The Lies About Truth(27)



“Sadie?”

“Yeah.”

His face relaxed into a near-smile. “Tell me something you’ve never told me.”

I laced my hands behind my head and relaxed.

“I made Trent that Lego temple-thing as a thank-you for helping me study for the SAT. It’s supposed to be Machu Picchu. We were planning a trip someday.”

Max nodded. “Yeah, he loved explorers. Even the brutal ones like Ponce.”

“He didn’t love Ponce for Ponce. He loved Ponce because he loved the Fountain of Youth. And he loved the Fountain of Youth because”—my eyes swelled with tears and I ground my teeth into my final words—“he was scared of dying.”

Max pulled me to his chest and found the strength for a few more words. “I’ll tell you something I’ve never told you. In the end, he wasn’t scared.”

“How do you know?”

“Because I was there.”





CHAPTER SIXTEEN


We took a long nap and I woke up around ten. When I opened my eyes, I gave Max a lazy look and he threw a thumb toward the window, toward our dock. “You . . . want to sit out—”
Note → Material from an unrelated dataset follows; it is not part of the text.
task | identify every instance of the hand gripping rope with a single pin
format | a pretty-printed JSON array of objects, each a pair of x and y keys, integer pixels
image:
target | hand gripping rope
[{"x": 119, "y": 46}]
I wondered how long he’d been awake.

“Yeah. Let me check in with Mom and Dad first. They’ll be worried,” I said, thinking I really wanted to brush the nap-fur off my teeth.

Max’s cheek quivered. An almost-smile that I almost missed. For all the hard stuff we’d talked about today, that smile was like an eraser. I loved it. We walked to my deck together, and he took a seat on the edge of an Adirondack chair as if to say, I’ll wait right here.
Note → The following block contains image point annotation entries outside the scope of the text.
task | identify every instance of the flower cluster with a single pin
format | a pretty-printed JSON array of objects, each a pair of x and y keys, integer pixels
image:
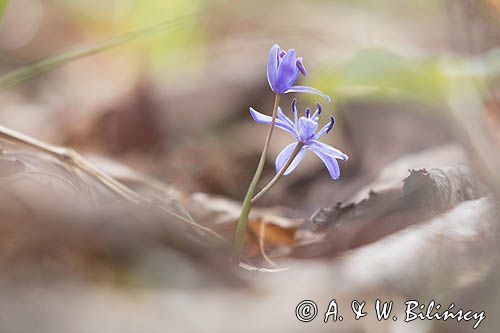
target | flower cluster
[
  {"x": 304, "y": 130},
  {"x": 283, "y": 68}
]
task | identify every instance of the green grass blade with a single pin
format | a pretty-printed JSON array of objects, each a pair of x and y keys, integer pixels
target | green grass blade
[{"x": 26, "y": 72}]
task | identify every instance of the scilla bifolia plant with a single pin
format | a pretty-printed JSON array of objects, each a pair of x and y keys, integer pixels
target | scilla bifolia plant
[{"x": 283, "y": 69}]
I waved. My attempt at a wordless I’ll be right back.

He nodded.

After all those emails, we could speak without words.

The door was unlocked and lights were on in the kitchen. I stopped by and found Mom and Dad in some sort of hug.

Teasingly, I shielded my eyes. “I’m home. I’m home.”

Dad kissed Mom on the tip of her nose. I should have been fifty shades of grossed out by my parents, but they’d always been this way. It was sweet when you considered that many of my classmates’ parents stayed married because they had children and expensive mortgages. My mom and dad liked each other. From what I could tell, happiness was getting stuck with someone and never feeling stuck.

Are you okay? Mom asked with her eyes.

Better, I said, also without words. I was pretty decent at nonverbals tonight.

“I’m going down to the dock,” I announced.

“No run?” Mom asked.

“Not tonight,” I answered. No run. No list. No Latin phrases. No worries about Big. I’d had enough of those today.

Mom licked some frosting off a spreader, acted casual, too casual, and said, “Max still with you?”

“Yeah.”

My parents wanted to ask: Do you swear you’re okay? Should we call Dr. Glasson? You know you can talk to us if you need to? They didn’t ask or say any of those things; instead, they psychoanalyzed me from three feet away. Their eyes were piercing.

So I smiled at them.

And it worked.

The atmosphere lightened considerably. Mom offered me icing off a fingertip—buttercream heaven—and trusted my silence. No more Oh, honeys tonight.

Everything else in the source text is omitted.